Importance of Cord Blood
Umbilical cord blood, or cord blood for short, has a higher concentration of blood-forming stem cells than normal blood and is used as an alternative to bone marrow according to the National Cord Blood Program. In order for bone marrow to be utilized as a therapy, it must currently be transplanted from adult patients rather than from a source that is no longer needed once the baby is born.
To date, over 70 diseases and disorders can be treated with cord blood and more research is being done every single day for fighting blood diseases and disorders. Cord blood can also be used in transplants to help organs be more compatible with donors in case your baby needs organs later in life.
Storing Cord Blood
Cord blood is extracted from a baby’s umbilical cord once it has been cut away after birth and is no longer needed. Cord blood is stored at very cold temperatures often utilizing liquid nitrogen. So far, there has not been any deterioration in cord blood cells for at least ten years according to the National Cord Blood program.

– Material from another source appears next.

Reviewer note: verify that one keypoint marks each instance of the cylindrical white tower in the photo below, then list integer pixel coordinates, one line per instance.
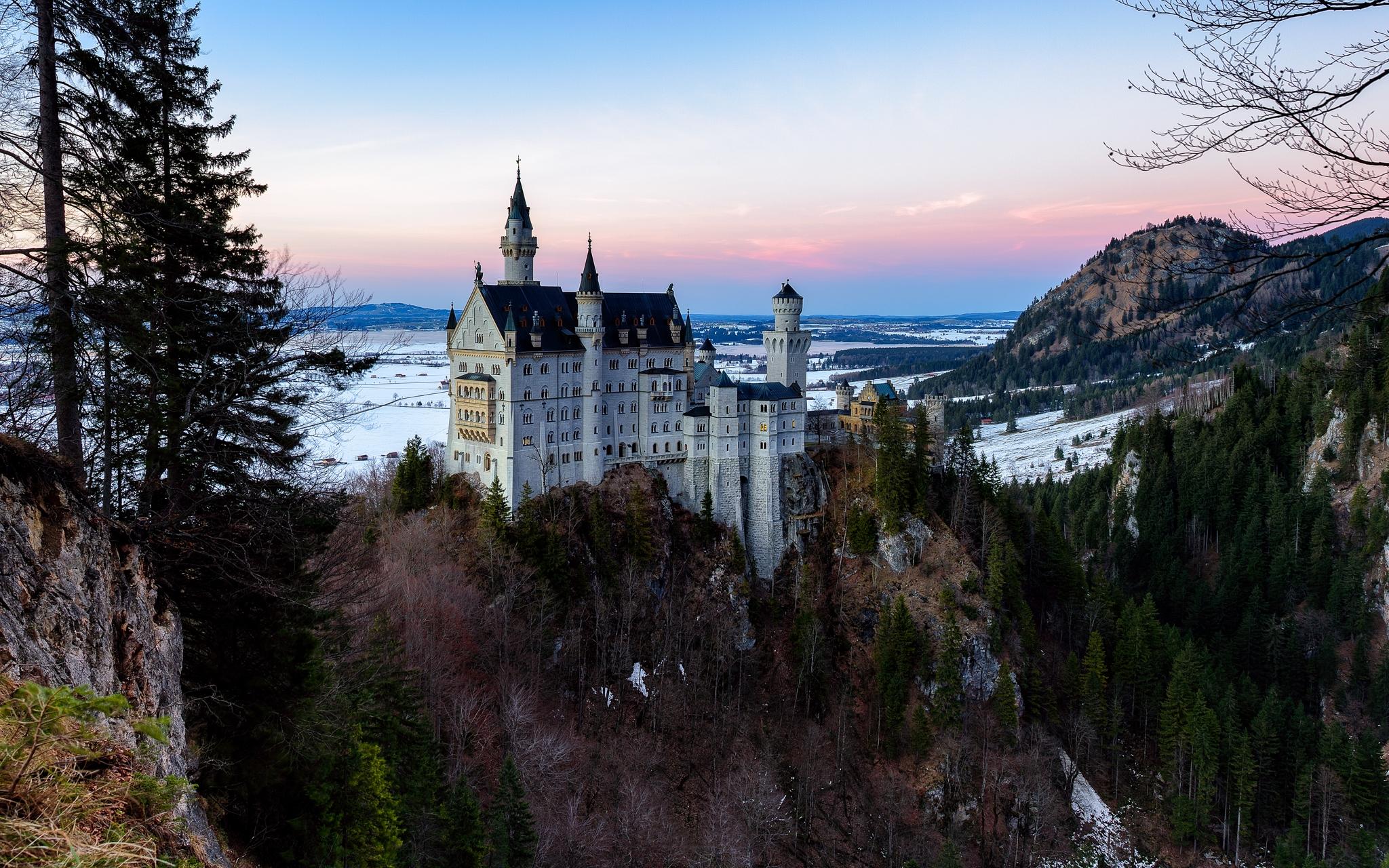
(589, 328)
(518, 241)
(788, 346)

Unfortunately, storing your baby’s cord blood is not free and there aren’t many facilities in the United States. Should you save your baby’s cord blood? There are many reasons why and why not.
If your child or even other children in the family need live-saving blood transplants or organ transplants then cord blood has shown promising results. Bone marrow transplants must be extracted, sometimes painfully, from adult donors. Cord blood is used to treat many diseases and research is continuing.

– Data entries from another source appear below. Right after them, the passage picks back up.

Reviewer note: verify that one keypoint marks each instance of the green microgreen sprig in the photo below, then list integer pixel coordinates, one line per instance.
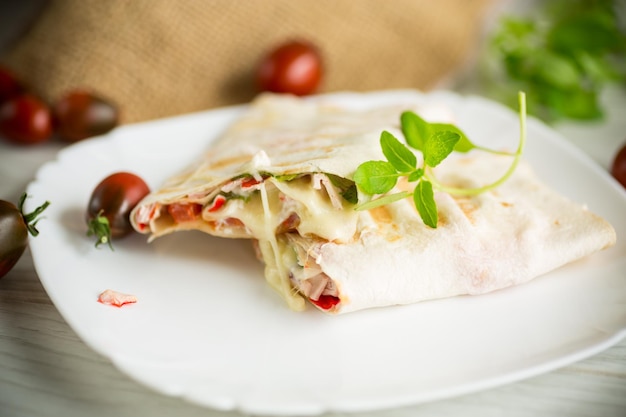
(436, 141)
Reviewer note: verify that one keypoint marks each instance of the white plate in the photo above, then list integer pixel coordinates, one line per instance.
(207, 328)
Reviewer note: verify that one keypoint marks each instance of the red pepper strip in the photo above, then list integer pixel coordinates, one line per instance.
(249, 182)
(326, 302)
(217, 203)
(184, 212)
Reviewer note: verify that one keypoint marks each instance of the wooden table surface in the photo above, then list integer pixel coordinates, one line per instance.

Cord blood doesn’t have to be an exact genetic match for donors. Bone marrow from siblings must be more closely monitored as stated in the National Cord Blood website. You can specifically save your baby’s blood for your family later on in life in case it is needed. You can save your baby’s cord blood specifically for your family and no one else will use it.
Blood and immune system diseases and disorders are most commonly treated. Leukemia is the most common disease treated with cord blood amongst many others.
Storing cord blood is expensive. According to the American Pregnancy Association, initial fees of between $900 and $2100 for the first year and then up to a $100 annual storage fee is needed afterwards. The beginning start-up costs are horrendous but they do get better. Some facilities have payment plans.
Cord blood storage is relatively new and is untested for how long cord blood lasts. Plus the research is also relatively new and has only been studied for about 20 years. However, one facility does boast more than 300,000 units of cord blood stored to date. The Cord Blood Registry has stated it is one of the most secure facilities in the United States. There are also not-for-profit facilities and public storage units that anyone and any patient may have access to if the cord blood is needed for treatment.
Storing your baby’s cord blood is like buying insurance. You may never need it but everyone should have it. Weighing the initial costs versus future gains is always a gamble but when you consider that good health and good health care in the future is priceless then you may think about it more seriously as you go through your pregnancy.
This article is for informational purposes only. Discuss these options with your family and health care professionals thoroughly before deciding to store cord blood.